Patients with primary myelofibrosis typically are males, age range of 50 to 70 years old. The symptoms, features, and clinical findings associated with primary myelofibrosis include anemia, splenomegaly, or, in later stages, general malaise, weight loss, fever, or splenic infarction.
How is Primary Myelofibrosis Diagnosed?
Primary myelofibrosis is diagnosed by complete blood count and peripheral smear, bone marrow aspiration/biopsy and testing for JAK2, CALR and MPL mutations.

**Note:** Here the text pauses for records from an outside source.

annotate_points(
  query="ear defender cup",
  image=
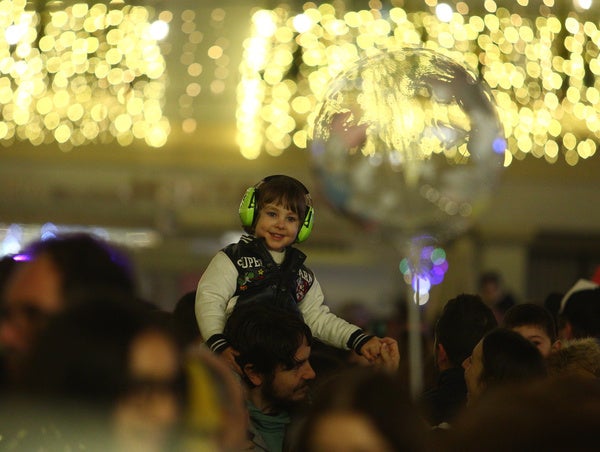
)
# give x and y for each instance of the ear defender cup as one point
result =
(248, 208)
(307, 224)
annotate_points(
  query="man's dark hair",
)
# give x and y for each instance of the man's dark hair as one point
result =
(464, 320)
(87, 265)
(582, 311)
(266, 336)
(525, 314)
(508, 357)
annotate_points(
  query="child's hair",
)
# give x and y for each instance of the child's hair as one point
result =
(290, 192)
(531, 314)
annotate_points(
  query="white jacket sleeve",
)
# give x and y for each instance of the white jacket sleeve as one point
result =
(215, 288)
(325, 325)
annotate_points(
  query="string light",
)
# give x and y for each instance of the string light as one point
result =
(542, 64)
(75, 73)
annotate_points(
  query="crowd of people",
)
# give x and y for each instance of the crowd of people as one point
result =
(253, 360)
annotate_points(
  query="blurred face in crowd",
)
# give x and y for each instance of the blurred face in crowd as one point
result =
(32, 294)
(290, 385)
(144, 417)
(473, 366)
(538, 337)
(346, 432)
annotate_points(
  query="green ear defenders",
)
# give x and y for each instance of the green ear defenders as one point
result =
(248, 209)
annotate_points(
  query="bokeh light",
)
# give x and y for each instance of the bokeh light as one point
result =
(540, 59)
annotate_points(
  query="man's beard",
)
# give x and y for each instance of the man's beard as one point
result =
(283, 403)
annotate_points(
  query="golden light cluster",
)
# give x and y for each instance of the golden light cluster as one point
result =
(541, 61)
(81, 73)
(201, 62)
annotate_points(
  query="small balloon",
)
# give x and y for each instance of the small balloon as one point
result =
(408, 140)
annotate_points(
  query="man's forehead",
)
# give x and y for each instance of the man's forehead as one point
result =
(303, 351)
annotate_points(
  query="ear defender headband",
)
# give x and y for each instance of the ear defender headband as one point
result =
(249, 208)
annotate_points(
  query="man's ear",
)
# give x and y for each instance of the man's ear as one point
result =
(255, 378)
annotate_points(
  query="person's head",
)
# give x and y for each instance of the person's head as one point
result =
(278, 209)
(273, 346)
(60, 271)
(490, 286)
(464, 320)
(535, 323)
(501, 357)
(113, 357)
(580, 314)
(362, 410)
(554, 414)
(577, 357)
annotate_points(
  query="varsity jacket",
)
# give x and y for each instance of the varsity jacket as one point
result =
(248, 270)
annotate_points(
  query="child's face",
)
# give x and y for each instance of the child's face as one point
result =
(537, 336)
(277, 225)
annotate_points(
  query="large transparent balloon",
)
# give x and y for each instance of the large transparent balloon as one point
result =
(408, 141)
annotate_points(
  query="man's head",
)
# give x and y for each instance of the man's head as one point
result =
(61, 271)
(535, 323)
(464, 320)
(580, 314)
(274, 348)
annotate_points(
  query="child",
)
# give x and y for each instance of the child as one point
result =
(535, 323)
(264, 266)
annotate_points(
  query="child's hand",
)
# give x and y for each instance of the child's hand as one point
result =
(229, 355)
(371, 349)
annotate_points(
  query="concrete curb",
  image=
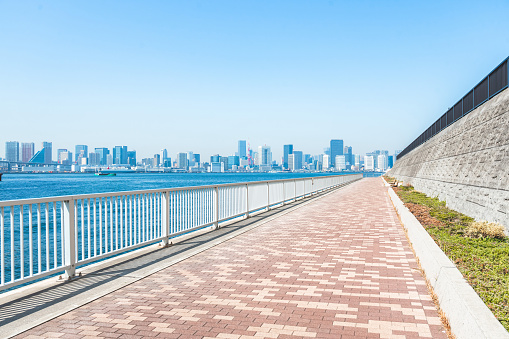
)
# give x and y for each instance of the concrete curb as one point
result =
(468, 316)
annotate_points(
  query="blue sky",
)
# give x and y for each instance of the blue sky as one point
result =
(200, 75)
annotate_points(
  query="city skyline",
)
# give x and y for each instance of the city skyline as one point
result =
(336, 145)
(268, 72)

How is Primary Myelofibrosis Treated?
Primary myelofibrosis is treated with the therapy of choice, ruxolitinib (JAK pathway inhibitor). For patients with advanced disease, allogeneic stem cell transplantation may be beneficial.
What is the Prognosis of Primary Myelofibrosis?
The prognosis of primary myelofibrosis is poor. The median survival is 5 years from onset, but variation is wide; some patients have a rapidly progressing disorder, including development of acute myeloid leukemia, with short survival, but most have a more indolent course.